When using microscopy and the Amsel criteria, the diagnosis of BV is made when at least 3 of the following 4 criteria are present:  

1. homogeneous, thin, gray discharge  
2. vaginal pH >4.5  
3. positive whiff-amine test when applying a drop of 10% KOH to a sample of the vaginal discharge  
4. clue cells detected with microscopy on a saline wet mount.  

If microscopy is not available, the Affirm VPIII test (BD Diagnostic Systems, Franklin Lakes, New Jersey) for DNA sequences of G vaginalis has high sensitivity and specificity.⁴ The OSOM BVBlue test (Sekisui Diagnostics, Lexington, Massachusetts), a Clinical Laboratory Improvement Amendments-waived point of service test, measures vaginal sialidase, which is produced by Gardnerella and other pathogens associated with BV.⁵ BV may be detected in routine cervical cytology testing and, if the patient is symptomatic, treatment is recommended.

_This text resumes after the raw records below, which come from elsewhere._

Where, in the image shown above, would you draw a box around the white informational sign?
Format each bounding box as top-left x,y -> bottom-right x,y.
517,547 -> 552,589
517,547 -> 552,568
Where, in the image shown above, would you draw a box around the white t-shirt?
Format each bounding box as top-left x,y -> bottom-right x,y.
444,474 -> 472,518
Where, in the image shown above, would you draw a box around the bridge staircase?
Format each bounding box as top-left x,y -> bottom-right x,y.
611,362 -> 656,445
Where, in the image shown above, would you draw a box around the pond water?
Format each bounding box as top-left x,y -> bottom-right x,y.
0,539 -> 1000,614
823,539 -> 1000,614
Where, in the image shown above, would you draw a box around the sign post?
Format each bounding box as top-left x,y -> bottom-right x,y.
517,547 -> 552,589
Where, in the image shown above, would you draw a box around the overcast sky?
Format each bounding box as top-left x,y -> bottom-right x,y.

Initial treatment of BV. The Centers for Disease Control and Prevention (CDC) has recommended 3 treatment regimens for BV and 4 alternative treatment options (TABLE).⁶ In addition to antimicrobial treatment, the CDC recommends that women with BV use condoms with sexual intercourse. The CDC also advises that clinicians should con-sider testing women with BV for HIV and other sexually transmitted infections.